Altreifen Wiederverwertung

Alte Autoreifen zu entsorgen gilt als eines der größten Umweltprobleme. 

  • Mittelständler recycelt Altreifen und weckt Interessen von Großkonzernen
  • Allein in Deutschland fallen pro Jahr rund 600.000 Tonnen Altreifen an / Weltweit landen 26 Millionen Altreifen auf Deponien
  • Nur 17 Prozent werden in Deutschland recycelt
  • 200.000 Tonnen Altreifen werden immer noch verbrannt. Das verursacht rund 500.000 CO2
  • Chemiekonzern BASF sieht enormes Potenzial bei Ressourcenerhalt

Aus alt mach neu, das ist inzwischen üblich, wo immer es geht. Und manchmal eine richtig gute Idee: Ein Mittelständler im Saarland hat ein Verfahren ausgetüftelt, mit dem Altreifen nachhaltig und sauber recycelt werden können. Der Einstieg in eine Kreislaufwirtschaft mit weltweiten Chancen. Damit hat er auch eine enorme Nachfrage bei großen Chemie-Konzernen ins Rollen gebracht.
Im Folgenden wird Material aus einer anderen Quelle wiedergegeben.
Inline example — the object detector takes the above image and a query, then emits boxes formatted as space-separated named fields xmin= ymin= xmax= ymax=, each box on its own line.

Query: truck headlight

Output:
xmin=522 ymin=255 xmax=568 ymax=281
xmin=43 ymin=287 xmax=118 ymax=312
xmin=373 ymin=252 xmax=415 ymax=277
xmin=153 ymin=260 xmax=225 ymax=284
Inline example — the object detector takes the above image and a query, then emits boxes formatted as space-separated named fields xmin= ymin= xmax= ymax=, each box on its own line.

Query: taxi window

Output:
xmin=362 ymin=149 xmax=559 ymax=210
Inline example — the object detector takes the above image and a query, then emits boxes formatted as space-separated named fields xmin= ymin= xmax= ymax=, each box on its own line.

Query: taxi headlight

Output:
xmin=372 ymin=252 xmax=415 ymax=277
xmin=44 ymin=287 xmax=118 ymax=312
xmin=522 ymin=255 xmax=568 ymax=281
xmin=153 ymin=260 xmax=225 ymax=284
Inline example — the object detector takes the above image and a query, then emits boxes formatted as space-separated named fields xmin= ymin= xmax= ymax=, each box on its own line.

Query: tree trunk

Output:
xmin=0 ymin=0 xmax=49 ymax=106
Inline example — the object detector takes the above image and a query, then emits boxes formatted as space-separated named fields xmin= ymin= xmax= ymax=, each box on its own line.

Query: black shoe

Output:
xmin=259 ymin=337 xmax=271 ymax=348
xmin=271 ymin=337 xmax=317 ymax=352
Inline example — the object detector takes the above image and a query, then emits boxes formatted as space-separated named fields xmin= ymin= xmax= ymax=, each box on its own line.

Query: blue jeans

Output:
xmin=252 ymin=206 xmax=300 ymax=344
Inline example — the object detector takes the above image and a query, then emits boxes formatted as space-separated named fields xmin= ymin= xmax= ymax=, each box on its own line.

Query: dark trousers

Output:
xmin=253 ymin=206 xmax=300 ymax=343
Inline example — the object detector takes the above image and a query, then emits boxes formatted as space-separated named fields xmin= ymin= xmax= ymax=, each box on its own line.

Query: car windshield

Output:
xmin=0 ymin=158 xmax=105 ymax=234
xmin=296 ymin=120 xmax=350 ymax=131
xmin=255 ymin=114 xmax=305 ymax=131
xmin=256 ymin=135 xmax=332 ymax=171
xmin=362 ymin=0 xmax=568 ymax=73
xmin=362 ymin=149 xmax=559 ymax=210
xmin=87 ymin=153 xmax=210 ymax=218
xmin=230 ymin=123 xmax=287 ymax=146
Altreifen recyceln statt verbrennen oder illegal entsorgen

Recycling: Granulat aus Altreifen Mit einem neuen Verfahren können Altreifen nachhaltig und sauber recycelt werden. | Bild: SR

Es gibt sie in klein und groß. Nach ein paar Jahren sind sie aber alle durch. Allein in Deutschland fallen pro Jahr rund 600.000 Tonnen Altreifen an. Ein großer Teil davon wird immer noch verbrannt. Einige werden auch illegal in Wäldern entsorgt. Pascal Klein wollte eine nachhaltige Lösung. Seit 12 Jahren arbeitet er an der Idee, ausrangierte Reifen zu recyceln und mit Hilfe eines neuen Verfahrens in ihre Ausgangsstoffe zu zerlegen. Dafür wurde er lange Zeit belächelt.

Pascal Klein, Gründer und Vorstandsvorsitzender Pyrum AG:

„’Lasst die Jungs mal basteln.‘ Den Satz habe ich oft gehört. Auch damals 2011-12, als wir die kleine Anlage, unsere Pilotanlage, fertig hatten, hieß es: Ist ja schön, was ihr Buben da im Saarland gebaut habt. Aber was wollt ihr denn?“

Na, Reifen wieder in die ursprünglichen Bestandteile zerlegen – quasi so, als würde aus einem Kuchen wieder Eier, Mehl und Zucker zurückgewonnen.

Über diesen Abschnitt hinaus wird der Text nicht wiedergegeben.